Over the past few years, linguists and institutions alike have called for the protection of so called “minority” languages. Minority languages are languages that usually include indigenous, aboriginal and less-used languages and constitute about 90% of the world’s 7000 languages. Minority languages tend to coexist with majority languages and different country-level policies sometimes lend official status to some minority languages. For example, India has implemented a policy whereby Hindi and English are official national languages, while it has left the decision to recognize other languages to the individual states. Mexico, with Spanish being the “majority language”, has 238 living languages and 68 indigenous languages that have been recognized as official languages under the 2003 Mexican Law of Linguistic Rights.

Lack of Access to Medical Information in Minority Languages

Speakers of minority languages in most areas of the world lack access to medical information in their native language. What are the consequences to people that lack of accurate translation of medical materials or simply lack access to medical information? India, for instance, has a myriad of languages and often times medical information is not available in minority languages. This hinders the chances of people in need of medical assistance to survive in those areas, and can mean the difference between life and death. Translators Without Borders (TWB), a non-profit organization providing translation services for humanitarian organizations, was established in 2010 to try to close the language gap between majority and minority languages and build language translation capacity at the local level. So far it has donated over 30 million translated words, with a dollar value of $6 millions. TWB cofounder, Lori Thicke, interviewed Peter Kamande, project manager in Kenya for TWB. Kamande recalled the story of a friend, whose death was caused from complications following an unsafe abortion.

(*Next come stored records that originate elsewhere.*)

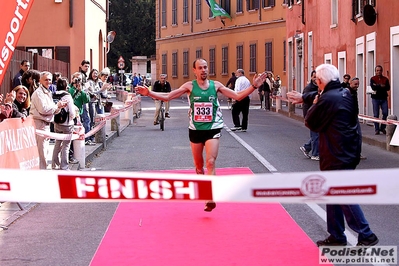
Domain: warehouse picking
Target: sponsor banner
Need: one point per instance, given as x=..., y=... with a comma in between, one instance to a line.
x=18, y=148
x=12, y=21
x=358, y=255
x=330, y=187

As Kamande explained, the reason for the death stemmed from information about birth control methods available only in English, and not in the local minority language. Kamande’s friend was given pamphlets of information in English from the medical center, which she couldn’t understand. She tried to ask for help from friends but, due to their limited English language proficiency, they mistranslated the medication instructions and this resulted in her tragic death a few days later, at the age of 18 years.  Common Sense Advisory, a market research firm specializing in the translation and localization industry, surveyed African translators in 2012 and found that 63% of them believed better access to translated medical material in minority languages would have avoided the death of a family member or a friend.

How to Save a Life?

To address this information gap TWB is collaborating with Wikipedia, Wikimedia Canada and major cell phone service providers in an effort to deliver essential medical advice and materials in local minority languages via mobile phones. The top 80 Wikipedia medical articles in English have been identified and are being reviewed by a team of doctors for accuracy and then rewritten in simplified English by a team of editors. Once the simplified version of the articles is approved, a team of volunteer professional translators translate the articles into their native languages. The project focuses mainly on languages with almost no reliable online content available, and works with volunteer translators who are speaker of languages such as Bengali, Macedonian, Dari, Gujarati and Tamil, to name just a few.

Conclusion

90% of the worlds 7000 languages are considered minority languages, however each individual minority language lacks the market share to make it profitable to translate essential materials, such as medical information, into that language. This leaves millions of people in a knowledge vacuum that can have dire consequences on these minority languages’ speakers’ lives. TWB and other socially-minded organizations have teamed up to begin addressing this issue. TWB’s initial goal is to translate the top 80 Wikipedia articles in 80 local languages, which is a first step toward bringing essential information to the many hundreds of millions of people who lack access to basic medical facts.